Edward Rogers remains unswayed.

Lawyers retained by the telecom giant that bears his family name, along with his mother and sisters, have repeatedly insisted Mr. Rogers acted beyond his authority late last week when he used his position as chair of the Rogers Control Trust to replace five independent Rogers Communications Inc. (RCI) directors with a written resolution. 

Despite that opposition, Mr. Rogers was still "very confident" in his position as of Monday afternoon, according to a source close to the 52-year-old billionaire, speaking on condition of anonymity. "We are simply seeking a straightforward application of the law."

In a release Sunday night, the board that Mr. Rogers is leading said he intends to ask the British Columbia Supreme Court to validate the legality of his move. While no official filing has been submitted to the court, the source said an application will be made before the end of this week.

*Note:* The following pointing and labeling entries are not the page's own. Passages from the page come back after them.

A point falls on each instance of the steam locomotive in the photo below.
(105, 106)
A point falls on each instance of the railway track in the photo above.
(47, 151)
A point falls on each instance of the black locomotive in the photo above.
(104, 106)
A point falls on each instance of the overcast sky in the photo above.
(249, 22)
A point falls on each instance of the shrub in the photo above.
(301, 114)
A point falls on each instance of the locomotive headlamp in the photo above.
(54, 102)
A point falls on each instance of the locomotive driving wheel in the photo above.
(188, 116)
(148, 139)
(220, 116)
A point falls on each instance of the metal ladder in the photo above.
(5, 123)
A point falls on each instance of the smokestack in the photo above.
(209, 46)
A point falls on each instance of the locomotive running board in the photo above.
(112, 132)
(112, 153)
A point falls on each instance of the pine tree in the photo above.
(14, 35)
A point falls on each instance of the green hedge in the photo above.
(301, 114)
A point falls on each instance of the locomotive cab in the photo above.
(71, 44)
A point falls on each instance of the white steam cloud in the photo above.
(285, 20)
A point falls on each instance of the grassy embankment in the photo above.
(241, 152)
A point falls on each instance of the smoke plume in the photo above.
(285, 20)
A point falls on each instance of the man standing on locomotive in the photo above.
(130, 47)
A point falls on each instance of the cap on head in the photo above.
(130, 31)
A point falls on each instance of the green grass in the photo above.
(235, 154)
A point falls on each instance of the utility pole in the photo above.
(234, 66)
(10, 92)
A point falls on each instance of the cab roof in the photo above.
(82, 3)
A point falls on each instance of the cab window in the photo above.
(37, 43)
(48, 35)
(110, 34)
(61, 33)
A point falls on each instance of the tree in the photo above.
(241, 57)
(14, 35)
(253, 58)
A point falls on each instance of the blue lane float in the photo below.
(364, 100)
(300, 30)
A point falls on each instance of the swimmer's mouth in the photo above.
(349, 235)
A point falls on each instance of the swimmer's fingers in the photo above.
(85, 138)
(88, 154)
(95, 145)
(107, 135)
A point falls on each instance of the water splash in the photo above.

Edward, the only son of company founder Ted Rogers, held a meeting on Sunday evening with his hand-picked replacement directors, who voted to reinstall him as chair of RCI less than one week after the incumbent board voted to strip him of that position, according to a statement issued after the meeting.

The Rogers Control Trust holds 97.5 per cent of voting shares in the company; and, as chair, Mr. Rogers is empowered to support - or remove - members of the corporate board at his discretion. However, the company itself as well as several other Rogers family members including Loretta Rogers - Edward's mother and widow of the late Ted Rogers - argue such significant changes can only be made through a shareholder meeting and not through a simple written resolution.

"The concept of a single shareholder being able to replace all the independent directors of one of the largest public companies in the country with the stroke of a pen one afternoon is unconscionable," said Walied Soliman, chair of Norton Rose Fulbright in Canada and the lawyer representing Melinda Rogers-Hixon (one of Mr. Rogers' sisters), in an interview Monday.

Two analysts who had previously rated RCI’s stock the equivalent of a buy cut their ratings to a hold and reduced their price targets on Monday, citing the ongoing family infighting as a rationale. RBC analyst Drew McReynolds said "collateral damage now seems inevitable," while Canaccord Genuity analyst Aravinda Galappatthige told clients "the impression of two alternative boards claiming legitimacy is likely to be particularly concerning for investors."